First, did I really need ALL the albums, singles and all other recorded media? In my case, no. I wasn’t all too concerned with getting every last single. Most of the B-sides were on Join the Dots (with exception of the B-sides from the latest album), and I was only really interested in two of the live albums. Quite a few of their earlier releases were re-mastered and re-released. Three of the re-mastered albums were re-released in a deluxe pack with an additional CD with rare cuts, demo cuts and other extras. I decided that I would forgo the original release and go for the re-released. This narrowed down my list quite a bit.
Now if I went to Best Buy or Media Play and just bought all these albums at retail price, this would still be quite costly. I had to come up with another plan. Traditional retail stores are not your only option. There are many other places you can shop.

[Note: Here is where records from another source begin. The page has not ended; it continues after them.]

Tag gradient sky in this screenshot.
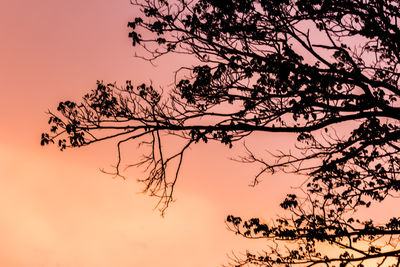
[0,0,294,266]
[0,0,396,267]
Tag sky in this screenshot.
[0,0,396,267]
[0,0,300,267]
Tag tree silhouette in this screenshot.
[41,0,400,266]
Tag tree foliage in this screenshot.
[41,0,400,266]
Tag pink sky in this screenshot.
[0,0,294,266]
[0,0,396,267]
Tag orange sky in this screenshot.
[0,0,296,266]
[0,0,396,267]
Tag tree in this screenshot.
[41,0,400,266]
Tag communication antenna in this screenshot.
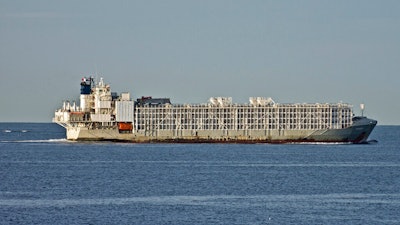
[360,103,365,116]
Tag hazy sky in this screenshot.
[0,0,400,124]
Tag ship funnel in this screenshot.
[360,103,365,116]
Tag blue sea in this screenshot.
[0,123,400,224]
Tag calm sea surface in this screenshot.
[0,123,400,224]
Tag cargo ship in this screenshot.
[53,77,377,143]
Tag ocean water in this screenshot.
[0,123,400,224]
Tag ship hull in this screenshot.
[67,118,376,143]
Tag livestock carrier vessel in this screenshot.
[53,77,377,143]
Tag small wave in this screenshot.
[1,138,68,143]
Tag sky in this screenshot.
[0,0,400,125]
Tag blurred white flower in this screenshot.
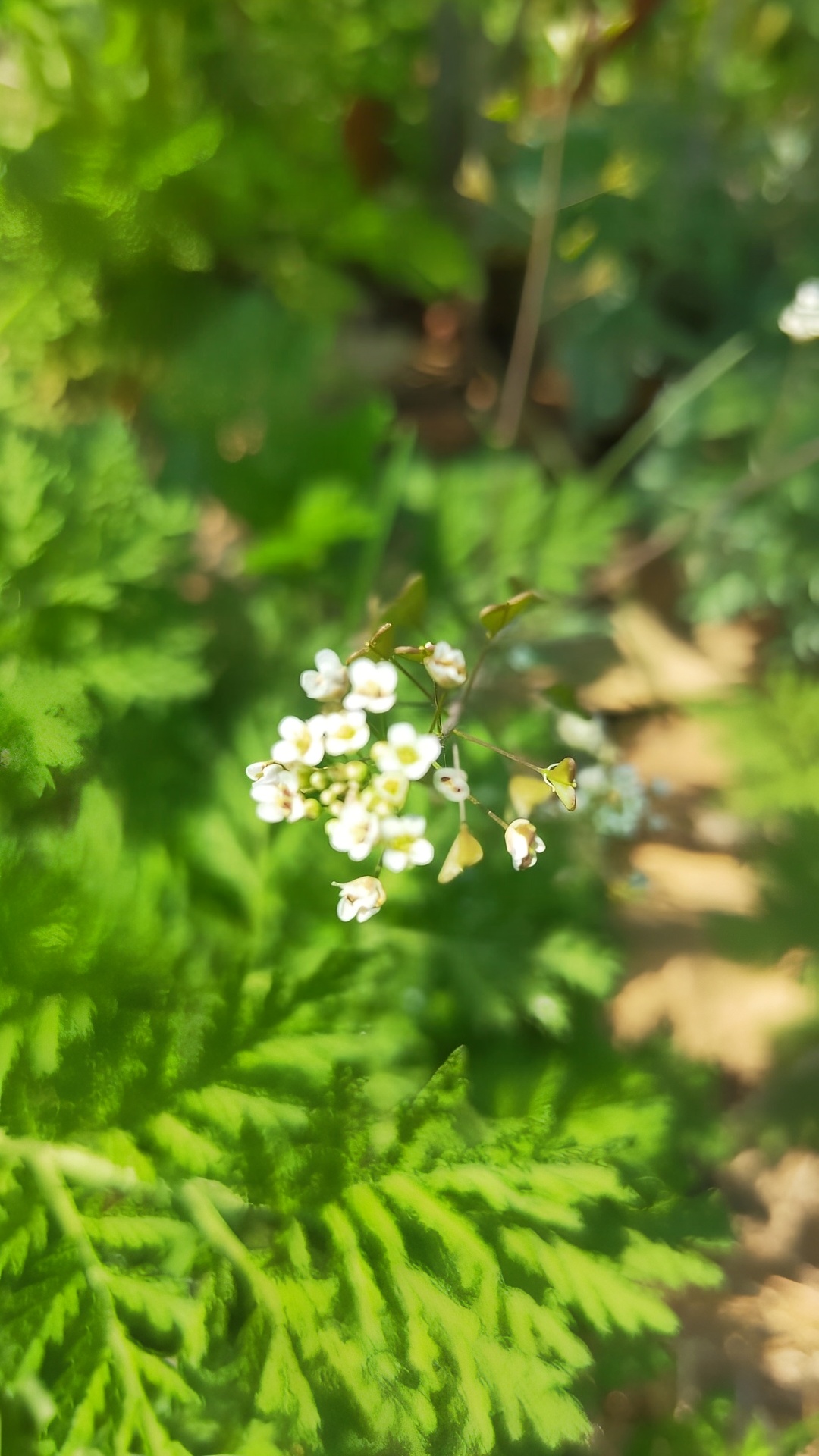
[424,642,466,687]
[555,714,606,753]
[381,814,435,872]
[373,723,440,779]
[344,657,398,714]
[364,770,410,814]
[504,820,547,869]
[299,646,350,703]
[270,715,325,769]
[325,791,381,861]
[780,278,819,344]
[433,769,469,804]
[322,708,370,757]
[251,763,307,824]
[332,875,386,923]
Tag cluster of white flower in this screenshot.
[246,642,571,921]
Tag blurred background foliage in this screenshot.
[0,0,819,1456]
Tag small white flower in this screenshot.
[322,708,370,755]
[364,770,410,814]
[299,646,350,703]
[381,814,435,872]
[504,820,547,869]
[373,723,440,779]
[424,642,466,687]
[433,769,469,804]
[332,875,386,923]
[778,278,819,344]
[270,714,325,769]
[325,793,381,861]
[251,763,307,824]
[344,657,398,714]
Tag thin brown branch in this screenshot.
[495,86,574,447]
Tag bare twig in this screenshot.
[486,84,574,447]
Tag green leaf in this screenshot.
[479,592,544,638]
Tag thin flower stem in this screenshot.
[452,643,489,717]
[452,728,544,777]
[391,657,436,703]
[452,742,466,824]
[469,793,509,830]
[495,73,574,448]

Amazon (www.amazon.com) can be a good place to start looking. Amazon sells new CD’s online, and they have a Marketplace for people to sell their used items as well. Before you search, make sure you have a budget in mind. How much are you willing to spend on a disc? If you find a CD for the right price, take a good look at the listing. What condition is it listed in? Does the seller mention any defects? Does the album have the all the cover art? If you want the CD to be complete, but the front cover art is missing, even at 50 cents it isn’t worth it. Check the seller’s feedback. After each transaction is completed, the buyer can rate the seller. If the seller has a bad rating or a history of bad service, it may be wise to choose another seller. Amazon charges a flat 2.49 shipping fee for each CD.
Another place to look is EBay. Just like with Amazon, take a close look at the listing. We once accidentally put a bid in on an incomplete Join the Dots Box set. The item description states that it is a four disc set and has track listing for all four discs, but if you look closely at the description, you discover the seller had briefly mentioned that the box had damage, the booklets were missing at it was only discs 2, 3, and 4. Granted, we won the item at a very fair price (even with it being incomplete), but I wanted to kill my boyfriend for not reading the fine print. EBay also has a feedback system. Make sure the seller is reputable before placing a bid. The big thing to remember with Ebay is to check the shipping rates. Unlike Amazon, Ebay lets the seller set the shipping rate. If the CD is under a dollar, but the shipping is $7.95, is it really worth it?
Sometimes the tired and true bargain hunt is still the way to go. Check out garage sales and flea markets. Sometimes people are basically giving away pretty rare albums. Some record stores (like Amoeba) have used CD sections. There are stores dedicated solely to second hand music/media. Check your yellow pages for second hand stores, make a list and set a side a day to rummage through. Places like Half Priced Books will have clearance sections where you can find CD’s for $1-$2 each. It just a matter of taking the time to see if they have what you want.
In the end it is very rewarding. You can replace you old records and tapes, or start your collection for the first time. As you search you may find other treasures you weren’t even looking for. The best part is, you won’t break the bank in the process.